Darwish is demanding 25,000 NIS (~$7,650) under the Equal Employment Opportunity Law and additional compensation of about 40,000 NIS (~$12,230) for unlawful dismissal without justifiable reason, as well as compensation for emotional distress and lack of good faith. Rasha is demanding a sum of about 60,000 NIS (~$18,350) for similar claims, and Ahmad is demanding up to 70,000 NIS (~$21,400).
The lawsuit documents correspondence between Ahmed Agbaria and the regional manager of Victory, Natalie Alkobi, who wrote to him "maybe you are right, doesn’t matter," clarifying that this would not change her treatment. Yet, she went to say, "you are draining my pockets which bring food to the table and provide for my kids and therefore you should expect appropriate treatment from me, as those who aren't with me now aren’t with me in the future."
She added, "Ahmed, you let politics get in the way and ruin your chances." Ahmad, however, made it clear to her that his absence was not politically motivated and that "this was the last thing on my mind during that time.

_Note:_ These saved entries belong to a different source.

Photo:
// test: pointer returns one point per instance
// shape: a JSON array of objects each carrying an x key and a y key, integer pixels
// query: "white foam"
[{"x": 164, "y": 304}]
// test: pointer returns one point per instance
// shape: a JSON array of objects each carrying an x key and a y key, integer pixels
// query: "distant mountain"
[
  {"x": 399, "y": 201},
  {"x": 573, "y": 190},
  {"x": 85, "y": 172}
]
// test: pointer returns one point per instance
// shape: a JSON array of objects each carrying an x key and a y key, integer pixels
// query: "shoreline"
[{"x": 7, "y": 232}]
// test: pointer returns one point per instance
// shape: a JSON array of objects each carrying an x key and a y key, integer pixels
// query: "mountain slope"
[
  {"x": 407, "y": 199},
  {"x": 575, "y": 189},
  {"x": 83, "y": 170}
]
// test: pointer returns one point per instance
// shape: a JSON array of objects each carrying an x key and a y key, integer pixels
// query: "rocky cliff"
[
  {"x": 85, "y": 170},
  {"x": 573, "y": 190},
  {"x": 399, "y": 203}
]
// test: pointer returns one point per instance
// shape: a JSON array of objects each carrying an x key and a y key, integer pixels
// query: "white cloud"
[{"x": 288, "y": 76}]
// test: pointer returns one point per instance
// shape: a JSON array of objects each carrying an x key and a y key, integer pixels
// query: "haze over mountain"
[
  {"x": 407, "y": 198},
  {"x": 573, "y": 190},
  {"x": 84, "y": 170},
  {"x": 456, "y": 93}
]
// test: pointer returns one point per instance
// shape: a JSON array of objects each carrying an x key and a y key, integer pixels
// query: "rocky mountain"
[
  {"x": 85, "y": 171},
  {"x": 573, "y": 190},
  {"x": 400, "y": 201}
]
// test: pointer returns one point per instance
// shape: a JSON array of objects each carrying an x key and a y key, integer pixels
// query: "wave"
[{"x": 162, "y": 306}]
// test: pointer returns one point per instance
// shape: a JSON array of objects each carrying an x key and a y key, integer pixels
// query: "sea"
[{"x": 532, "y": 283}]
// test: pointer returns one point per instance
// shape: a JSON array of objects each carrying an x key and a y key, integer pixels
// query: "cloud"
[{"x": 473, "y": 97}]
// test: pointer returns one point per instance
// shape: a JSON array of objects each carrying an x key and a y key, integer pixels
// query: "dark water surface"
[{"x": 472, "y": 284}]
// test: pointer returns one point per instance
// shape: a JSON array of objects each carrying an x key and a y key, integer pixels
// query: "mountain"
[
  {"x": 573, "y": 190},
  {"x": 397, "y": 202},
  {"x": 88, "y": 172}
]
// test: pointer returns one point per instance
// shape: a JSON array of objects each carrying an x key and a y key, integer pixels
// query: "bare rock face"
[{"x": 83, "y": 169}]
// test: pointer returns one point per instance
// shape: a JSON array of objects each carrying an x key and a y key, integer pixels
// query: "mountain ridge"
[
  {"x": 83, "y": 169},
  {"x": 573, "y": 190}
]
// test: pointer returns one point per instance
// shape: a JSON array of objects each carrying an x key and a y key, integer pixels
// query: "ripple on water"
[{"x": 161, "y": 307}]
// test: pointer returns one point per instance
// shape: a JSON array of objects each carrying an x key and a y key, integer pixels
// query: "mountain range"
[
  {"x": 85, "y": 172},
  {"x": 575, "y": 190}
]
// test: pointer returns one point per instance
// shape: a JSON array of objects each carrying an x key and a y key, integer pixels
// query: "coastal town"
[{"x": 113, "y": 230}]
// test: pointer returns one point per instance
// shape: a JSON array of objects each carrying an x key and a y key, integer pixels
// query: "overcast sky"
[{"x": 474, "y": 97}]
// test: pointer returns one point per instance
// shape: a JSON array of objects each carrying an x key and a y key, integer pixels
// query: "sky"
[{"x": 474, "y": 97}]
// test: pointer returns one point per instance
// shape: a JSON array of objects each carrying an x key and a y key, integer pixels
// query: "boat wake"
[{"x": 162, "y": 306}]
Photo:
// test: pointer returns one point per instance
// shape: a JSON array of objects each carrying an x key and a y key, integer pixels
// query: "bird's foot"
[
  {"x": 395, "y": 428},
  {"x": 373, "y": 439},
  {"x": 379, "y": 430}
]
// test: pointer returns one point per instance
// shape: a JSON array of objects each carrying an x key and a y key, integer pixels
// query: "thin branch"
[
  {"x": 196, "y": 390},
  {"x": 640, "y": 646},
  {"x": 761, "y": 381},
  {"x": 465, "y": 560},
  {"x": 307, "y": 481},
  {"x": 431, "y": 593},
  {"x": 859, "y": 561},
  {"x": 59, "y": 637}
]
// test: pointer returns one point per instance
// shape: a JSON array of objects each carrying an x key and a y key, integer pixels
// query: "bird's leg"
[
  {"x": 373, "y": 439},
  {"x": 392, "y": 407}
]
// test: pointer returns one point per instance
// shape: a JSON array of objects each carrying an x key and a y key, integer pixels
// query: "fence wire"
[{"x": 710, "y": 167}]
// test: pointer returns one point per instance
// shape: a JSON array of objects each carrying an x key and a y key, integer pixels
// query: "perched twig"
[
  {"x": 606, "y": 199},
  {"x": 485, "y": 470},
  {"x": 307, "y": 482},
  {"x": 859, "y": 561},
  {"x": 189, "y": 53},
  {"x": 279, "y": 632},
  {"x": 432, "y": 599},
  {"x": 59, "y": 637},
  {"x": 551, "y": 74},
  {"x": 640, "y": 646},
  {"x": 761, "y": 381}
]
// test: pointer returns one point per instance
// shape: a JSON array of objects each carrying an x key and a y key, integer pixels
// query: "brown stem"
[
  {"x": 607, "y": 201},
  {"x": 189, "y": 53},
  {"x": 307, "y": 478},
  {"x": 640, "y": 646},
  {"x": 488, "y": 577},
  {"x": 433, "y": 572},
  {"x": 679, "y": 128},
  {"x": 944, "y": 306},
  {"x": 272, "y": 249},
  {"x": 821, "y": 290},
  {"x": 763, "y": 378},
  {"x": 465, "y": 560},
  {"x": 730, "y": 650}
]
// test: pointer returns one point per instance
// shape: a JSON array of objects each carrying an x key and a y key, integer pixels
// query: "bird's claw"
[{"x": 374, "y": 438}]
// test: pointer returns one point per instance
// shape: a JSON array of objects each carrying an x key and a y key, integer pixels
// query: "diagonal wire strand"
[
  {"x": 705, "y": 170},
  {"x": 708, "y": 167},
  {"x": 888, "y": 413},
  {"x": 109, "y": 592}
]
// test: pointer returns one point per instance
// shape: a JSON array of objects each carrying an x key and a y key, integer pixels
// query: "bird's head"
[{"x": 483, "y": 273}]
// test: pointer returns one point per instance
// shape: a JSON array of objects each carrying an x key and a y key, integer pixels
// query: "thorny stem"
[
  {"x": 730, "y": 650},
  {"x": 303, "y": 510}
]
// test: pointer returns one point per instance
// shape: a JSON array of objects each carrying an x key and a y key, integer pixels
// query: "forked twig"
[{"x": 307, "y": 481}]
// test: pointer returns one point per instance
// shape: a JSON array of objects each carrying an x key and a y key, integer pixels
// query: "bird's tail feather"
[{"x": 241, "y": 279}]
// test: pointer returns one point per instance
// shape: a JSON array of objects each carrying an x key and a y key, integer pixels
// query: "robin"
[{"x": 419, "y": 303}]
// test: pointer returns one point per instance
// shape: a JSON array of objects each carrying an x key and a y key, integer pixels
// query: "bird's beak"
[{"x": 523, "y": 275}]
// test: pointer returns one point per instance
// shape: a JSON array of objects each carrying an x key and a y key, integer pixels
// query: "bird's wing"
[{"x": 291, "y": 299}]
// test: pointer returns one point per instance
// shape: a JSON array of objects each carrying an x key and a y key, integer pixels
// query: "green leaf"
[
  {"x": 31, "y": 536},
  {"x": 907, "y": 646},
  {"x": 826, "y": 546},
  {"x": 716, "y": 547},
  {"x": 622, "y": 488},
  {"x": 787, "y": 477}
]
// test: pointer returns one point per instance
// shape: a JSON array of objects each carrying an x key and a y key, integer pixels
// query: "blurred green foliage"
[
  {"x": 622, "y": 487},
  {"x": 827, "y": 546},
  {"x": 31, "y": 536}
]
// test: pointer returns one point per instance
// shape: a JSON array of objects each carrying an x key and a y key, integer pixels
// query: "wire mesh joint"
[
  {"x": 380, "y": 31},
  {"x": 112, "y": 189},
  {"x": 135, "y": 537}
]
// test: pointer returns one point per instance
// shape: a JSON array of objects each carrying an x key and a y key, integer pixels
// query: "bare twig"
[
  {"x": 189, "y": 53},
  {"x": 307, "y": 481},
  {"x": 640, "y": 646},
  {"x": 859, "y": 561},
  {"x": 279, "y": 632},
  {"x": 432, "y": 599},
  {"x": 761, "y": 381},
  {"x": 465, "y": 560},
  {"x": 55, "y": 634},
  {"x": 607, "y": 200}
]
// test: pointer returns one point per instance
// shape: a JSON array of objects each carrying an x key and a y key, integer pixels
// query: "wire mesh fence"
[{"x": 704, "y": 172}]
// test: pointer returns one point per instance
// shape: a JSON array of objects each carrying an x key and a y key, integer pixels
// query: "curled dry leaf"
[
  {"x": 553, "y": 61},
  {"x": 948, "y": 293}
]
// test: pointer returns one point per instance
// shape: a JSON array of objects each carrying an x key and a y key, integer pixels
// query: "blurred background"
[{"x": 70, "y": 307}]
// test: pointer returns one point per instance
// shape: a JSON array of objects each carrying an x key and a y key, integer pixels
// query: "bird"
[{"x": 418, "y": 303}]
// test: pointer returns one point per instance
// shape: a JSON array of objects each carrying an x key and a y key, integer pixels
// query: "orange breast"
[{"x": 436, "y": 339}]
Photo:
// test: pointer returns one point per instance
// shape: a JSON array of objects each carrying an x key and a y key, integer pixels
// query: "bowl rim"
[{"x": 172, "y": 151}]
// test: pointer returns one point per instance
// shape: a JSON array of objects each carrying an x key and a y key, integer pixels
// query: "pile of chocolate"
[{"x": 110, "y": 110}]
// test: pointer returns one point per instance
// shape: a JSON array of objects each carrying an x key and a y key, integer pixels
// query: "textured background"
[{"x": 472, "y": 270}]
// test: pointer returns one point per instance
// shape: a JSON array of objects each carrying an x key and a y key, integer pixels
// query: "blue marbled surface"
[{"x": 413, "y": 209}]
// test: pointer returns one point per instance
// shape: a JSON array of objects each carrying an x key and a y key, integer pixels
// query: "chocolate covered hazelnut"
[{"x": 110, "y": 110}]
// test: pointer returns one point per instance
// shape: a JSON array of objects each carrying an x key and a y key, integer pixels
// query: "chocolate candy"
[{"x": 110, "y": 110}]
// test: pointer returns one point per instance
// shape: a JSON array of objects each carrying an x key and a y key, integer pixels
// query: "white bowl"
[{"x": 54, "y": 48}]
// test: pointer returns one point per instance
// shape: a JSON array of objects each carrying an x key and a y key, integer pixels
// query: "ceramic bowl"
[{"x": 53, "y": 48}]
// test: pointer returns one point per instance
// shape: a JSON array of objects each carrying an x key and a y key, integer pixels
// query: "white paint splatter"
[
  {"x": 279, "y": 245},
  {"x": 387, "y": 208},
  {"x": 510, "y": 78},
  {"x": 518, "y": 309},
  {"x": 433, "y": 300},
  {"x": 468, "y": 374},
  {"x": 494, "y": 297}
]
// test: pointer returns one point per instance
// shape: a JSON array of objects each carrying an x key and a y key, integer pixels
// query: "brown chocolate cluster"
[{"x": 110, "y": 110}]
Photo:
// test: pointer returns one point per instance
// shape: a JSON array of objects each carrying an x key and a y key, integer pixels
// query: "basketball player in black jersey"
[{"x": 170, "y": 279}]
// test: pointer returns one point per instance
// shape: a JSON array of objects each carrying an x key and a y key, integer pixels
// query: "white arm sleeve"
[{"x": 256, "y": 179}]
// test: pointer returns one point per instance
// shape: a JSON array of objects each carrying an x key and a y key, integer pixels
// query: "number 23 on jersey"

I have a family that is worried about my wellbeing and I have studies and dreams that I am afraid of losing, and I am not willing to sacrifice any of these for a job." Ahmad also requested a police escort to work to ensure he would be safe on the way to his job during the challenging conditions. Alkobi replied in even more threatening language, blatantly ignoring the predicament of the workers, "Dear Ahmad, you have lost me. Good luck. You probably will not like the continuation of our association ....!!"
In Rasha Agbaria’s lawsuit, attorney Wasim Yasin stated, “the cold-heartedness in which the defendant and her colleagues were treated is so extraordinary in the scope of a professional work relationship, as the termination of Rasha and her colleagues was long decided on before the ‘ceremonial’ hearings of the employees. The political views of the manager were heavily involved, so much so that they never addressed the defendant personally during the hearing, and resorted to collective punishment and denouncement of those that were terminated.”
Attorney Yasin also added that “the lawsuit deals with a clear-cut case of politically motivated and discriminatory dismissal which occurred as riots, vandalism, and a real threat to human life occurred throughout the entire country, but especially in Tiberias. Moreover, the dismissals were done in blatant violation to labor laws in the country as well as to the basic civil and legal rights of the plaintiffs who are supposed to be citizens with equal rights in a country that prides itself in its democracy and rule of law.”